ロベール・ブレッソン松浦寿輝・訳『シネマトグラフ覚書』)

 『シネマトグラフ覚書』(ロベール・ブレッソン松浦寿輝・訳)からの引用——ということは「きのう生まれたわけじゃない」をいよいよ閉じようとしている時期だ。イニシャルトークで誤魔化すのもそろそろ限界かなというアレから「きのう生まれたわけじゃない」を閉じるにいたり、そのまま「信じる人は魔法使のさびしい目つき」を新規でたちあげたわけだが、引越し先を告げていなかったにもかかわらず「信じる人は魔法使のさびしい目つき」にたどりついた読者がおり、そのひとからTwitter経由で引越し先を見つけるにあたって記事冒頭のブレッソンの抜書きがヒントになりましたというメッセージを受けとったことをよくおぼえている。

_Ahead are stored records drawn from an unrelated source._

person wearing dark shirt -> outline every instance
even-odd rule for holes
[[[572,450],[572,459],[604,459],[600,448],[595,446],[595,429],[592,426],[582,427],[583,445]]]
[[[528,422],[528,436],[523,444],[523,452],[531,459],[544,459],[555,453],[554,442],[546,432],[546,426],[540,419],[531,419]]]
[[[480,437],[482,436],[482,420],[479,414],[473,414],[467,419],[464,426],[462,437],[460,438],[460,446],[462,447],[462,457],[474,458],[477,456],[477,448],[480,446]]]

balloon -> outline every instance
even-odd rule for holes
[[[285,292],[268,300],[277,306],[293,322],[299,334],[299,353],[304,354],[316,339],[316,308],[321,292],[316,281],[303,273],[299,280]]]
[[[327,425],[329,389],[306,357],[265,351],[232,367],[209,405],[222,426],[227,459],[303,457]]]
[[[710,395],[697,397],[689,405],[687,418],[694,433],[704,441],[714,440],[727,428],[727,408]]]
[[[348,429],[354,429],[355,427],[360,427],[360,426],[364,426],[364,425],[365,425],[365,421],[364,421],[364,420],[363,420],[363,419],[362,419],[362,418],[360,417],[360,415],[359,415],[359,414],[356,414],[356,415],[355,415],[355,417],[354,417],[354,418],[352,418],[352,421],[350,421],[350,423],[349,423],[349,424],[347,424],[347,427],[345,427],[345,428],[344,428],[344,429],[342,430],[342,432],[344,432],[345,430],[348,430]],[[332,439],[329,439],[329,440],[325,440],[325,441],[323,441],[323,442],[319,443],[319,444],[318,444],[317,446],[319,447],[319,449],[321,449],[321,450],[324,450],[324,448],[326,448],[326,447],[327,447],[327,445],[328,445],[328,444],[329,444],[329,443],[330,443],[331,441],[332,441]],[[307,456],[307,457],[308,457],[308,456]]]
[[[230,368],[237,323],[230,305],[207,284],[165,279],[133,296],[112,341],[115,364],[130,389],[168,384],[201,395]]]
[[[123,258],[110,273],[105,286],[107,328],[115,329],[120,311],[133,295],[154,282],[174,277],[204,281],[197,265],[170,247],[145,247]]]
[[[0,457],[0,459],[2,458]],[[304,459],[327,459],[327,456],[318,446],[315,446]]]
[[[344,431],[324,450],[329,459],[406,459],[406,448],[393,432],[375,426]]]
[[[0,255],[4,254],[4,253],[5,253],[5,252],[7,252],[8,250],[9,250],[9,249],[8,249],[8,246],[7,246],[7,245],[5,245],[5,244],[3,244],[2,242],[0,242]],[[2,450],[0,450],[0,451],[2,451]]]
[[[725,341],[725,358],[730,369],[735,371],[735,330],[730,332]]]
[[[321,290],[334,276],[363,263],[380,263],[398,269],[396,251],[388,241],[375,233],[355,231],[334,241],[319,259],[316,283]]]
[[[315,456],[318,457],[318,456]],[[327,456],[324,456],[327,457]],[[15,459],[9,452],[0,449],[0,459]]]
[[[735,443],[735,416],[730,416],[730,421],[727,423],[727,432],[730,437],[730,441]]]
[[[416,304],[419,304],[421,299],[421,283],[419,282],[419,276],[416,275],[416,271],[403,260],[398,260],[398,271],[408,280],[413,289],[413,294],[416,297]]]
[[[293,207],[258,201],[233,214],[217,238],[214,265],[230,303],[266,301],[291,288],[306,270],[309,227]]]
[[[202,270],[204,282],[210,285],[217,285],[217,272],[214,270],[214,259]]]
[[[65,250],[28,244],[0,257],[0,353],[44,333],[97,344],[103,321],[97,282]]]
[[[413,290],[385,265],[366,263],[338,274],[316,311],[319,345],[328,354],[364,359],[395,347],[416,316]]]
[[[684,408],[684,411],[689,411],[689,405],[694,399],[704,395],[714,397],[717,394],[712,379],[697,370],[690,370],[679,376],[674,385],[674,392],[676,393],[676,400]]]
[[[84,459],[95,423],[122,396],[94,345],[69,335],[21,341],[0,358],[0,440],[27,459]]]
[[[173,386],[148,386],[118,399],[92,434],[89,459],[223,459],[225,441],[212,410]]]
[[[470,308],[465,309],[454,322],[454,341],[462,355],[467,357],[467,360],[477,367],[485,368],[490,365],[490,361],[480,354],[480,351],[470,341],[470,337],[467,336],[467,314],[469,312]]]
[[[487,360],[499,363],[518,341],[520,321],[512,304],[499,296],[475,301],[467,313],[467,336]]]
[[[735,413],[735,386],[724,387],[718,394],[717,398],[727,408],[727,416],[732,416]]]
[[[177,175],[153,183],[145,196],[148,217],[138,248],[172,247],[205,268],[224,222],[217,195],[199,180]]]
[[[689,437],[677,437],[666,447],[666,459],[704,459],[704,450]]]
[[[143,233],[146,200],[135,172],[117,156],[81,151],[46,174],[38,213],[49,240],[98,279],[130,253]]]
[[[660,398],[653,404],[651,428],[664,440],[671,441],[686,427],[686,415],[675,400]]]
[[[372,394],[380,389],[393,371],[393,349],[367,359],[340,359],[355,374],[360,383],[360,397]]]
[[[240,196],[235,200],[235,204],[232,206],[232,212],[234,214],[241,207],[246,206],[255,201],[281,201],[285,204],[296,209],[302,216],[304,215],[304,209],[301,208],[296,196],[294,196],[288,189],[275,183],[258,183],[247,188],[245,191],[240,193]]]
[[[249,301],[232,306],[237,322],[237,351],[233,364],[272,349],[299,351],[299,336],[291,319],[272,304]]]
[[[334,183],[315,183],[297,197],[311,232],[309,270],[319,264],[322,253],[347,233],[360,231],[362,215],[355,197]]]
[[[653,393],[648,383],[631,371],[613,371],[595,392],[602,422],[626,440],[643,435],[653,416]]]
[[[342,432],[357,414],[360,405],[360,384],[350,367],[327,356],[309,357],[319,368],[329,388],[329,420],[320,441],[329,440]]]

 外出。ゴミ袋をもって部屋を出る。敷地内で(…)の姿を見かけたので、おたがいに手をふってあいさつ。もどってきたのかというので、一昨日もどってきたと受ける。(…)はめちゃくちゃ寒い! 雪まで降っている! と言うと、(…)は笑った。そのまま徒歩で南門のほうへむかう。キャンパス内の路面はすでに元通りになっていた。凍結もしていないし、雪も道端にしか残っていない。これだったらケッタでも全然だいじょうぶだったなと思いながら歩く。

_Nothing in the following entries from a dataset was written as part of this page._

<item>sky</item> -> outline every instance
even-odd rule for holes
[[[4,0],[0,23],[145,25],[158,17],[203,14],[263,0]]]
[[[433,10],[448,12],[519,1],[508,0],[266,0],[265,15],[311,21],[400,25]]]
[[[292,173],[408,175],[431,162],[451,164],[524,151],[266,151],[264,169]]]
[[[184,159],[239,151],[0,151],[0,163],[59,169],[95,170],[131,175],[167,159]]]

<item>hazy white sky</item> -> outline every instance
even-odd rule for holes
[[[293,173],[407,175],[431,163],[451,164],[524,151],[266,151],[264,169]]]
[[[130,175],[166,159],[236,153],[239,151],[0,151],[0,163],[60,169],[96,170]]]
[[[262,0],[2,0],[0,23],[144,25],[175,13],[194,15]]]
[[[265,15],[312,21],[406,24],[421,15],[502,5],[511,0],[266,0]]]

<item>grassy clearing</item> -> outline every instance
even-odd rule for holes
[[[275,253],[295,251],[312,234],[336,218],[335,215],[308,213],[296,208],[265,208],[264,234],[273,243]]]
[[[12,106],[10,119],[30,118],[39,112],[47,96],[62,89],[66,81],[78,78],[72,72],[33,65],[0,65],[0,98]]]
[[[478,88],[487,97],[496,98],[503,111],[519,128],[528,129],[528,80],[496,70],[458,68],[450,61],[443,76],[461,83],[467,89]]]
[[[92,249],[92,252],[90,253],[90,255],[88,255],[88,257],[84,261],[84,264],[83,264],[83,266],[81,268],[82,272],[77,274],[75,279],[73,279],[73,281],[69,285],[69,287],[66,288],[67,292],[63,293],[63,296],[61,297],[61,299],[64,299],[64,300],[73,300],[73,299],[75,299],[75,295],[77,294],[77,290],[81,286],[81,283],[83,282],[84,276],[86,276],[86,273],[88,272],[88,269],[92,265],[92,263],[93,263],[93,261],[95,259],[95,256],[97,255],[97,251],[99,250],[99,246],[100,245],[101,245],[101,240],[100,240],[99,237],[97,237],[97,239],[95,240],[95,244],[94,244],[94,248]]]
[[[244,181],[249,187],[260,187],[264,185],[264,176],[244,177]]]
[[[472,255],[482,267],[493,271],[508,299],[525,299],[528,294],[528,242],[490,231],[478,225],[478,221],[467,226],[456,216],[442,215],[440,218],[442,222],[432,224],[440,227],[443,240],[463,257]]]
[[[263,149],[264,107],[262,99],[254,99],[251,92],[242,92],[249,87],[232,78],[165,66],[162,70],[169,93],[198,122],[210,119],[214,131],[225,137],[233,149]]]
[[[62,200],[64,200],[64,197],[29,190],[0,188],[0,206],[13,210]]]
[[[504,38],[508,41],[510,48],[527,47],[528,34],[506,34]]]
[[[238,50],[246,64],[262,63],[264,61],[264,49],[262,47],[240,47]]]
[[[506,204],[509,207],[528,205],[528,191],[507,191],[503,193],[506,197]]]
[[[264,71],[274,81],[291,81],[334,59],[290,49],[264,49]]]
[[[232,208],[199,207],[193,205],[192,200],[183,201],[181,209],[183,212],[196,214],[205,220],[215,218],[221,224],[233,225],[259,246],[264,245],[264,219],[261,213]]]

 まずは(…)へ。食パンを三袋買う。店に入っていたのはいちばんテンションの明るいおばちゃん。帰ってきたのかというので、おとつい帰ってきたよ、こっちは本当に寒いねと受ける。それからセブンイレブンに立ち寄り、弁当とおにぎりを買う。精算時に温めは必要ないとやりとりしていると、「また来ましたね」と突然日本語で声をかけられた。滋賀県で仕事をしていたことがあるという例の男の子だった。レジに入っているのは女性ふたりだったが、彼女らとは別に、レジの端っこのほうでペーパーワークをしていたその姿に、こちらは声をかけられるまで気づかなかったのだ。それでしばらく立ち話。初詣はどうでしたかと言われたので、ふるさとに有名な神社があるんでそこに行ってきましたと受ける。(…)でこんなに雪が積もるのはめずらしいですね、おとついこっちに帰ってきたんですけど道路が凍っていて、荷物がたくさんあったし歩くのが怖かったですというと、つるつるでしたよねと言う。故郷は京都ですよねというので、ここに来る前京都に住んでいましたけど故郷は(…)なんですと応じると、はてなという反応だったので、(…)を中国語読みして伝えてみたが、やはり知らないようす。そりゃそうだ。ふるさとはどちらなんですかとたずねると、四川省です、成都の近くにある小さな町でという思いがけない返事があった。それだったら成都重慶で仕事をしたほうがいいんではないか? なぜよりによってこんな辺鄙な田舎町に? と思ったが、その点についてはたずねそこねた。四川出身でしたら日本にいるあいだは食事が大変だったでしょう? たぶん全然おいしくなかったと思うんですがというと、慣れるまで大変でしたけど慣れたらおいしかったですよという返事。うちの学生たちはみんな日本に行くまえに辣条や老干妈を持っていくんですよというと、相手は笑った。われわれふたりが立ち話をしているあいだ、レジに入っている若い女性ふたりはなぜかその場に直立してうつむいていた。店員の彼はもしかしたらバイトリーダー的なポジションなのかもしれない。しかし前回はじめて言葉を交わしたときも思ったが、発音含めて相当流暢だ、このレベルで会話できる人間はなかなかいない、会話の自然さという点だけにかぎっていえば、(…)先生レベルに達しているんではないか。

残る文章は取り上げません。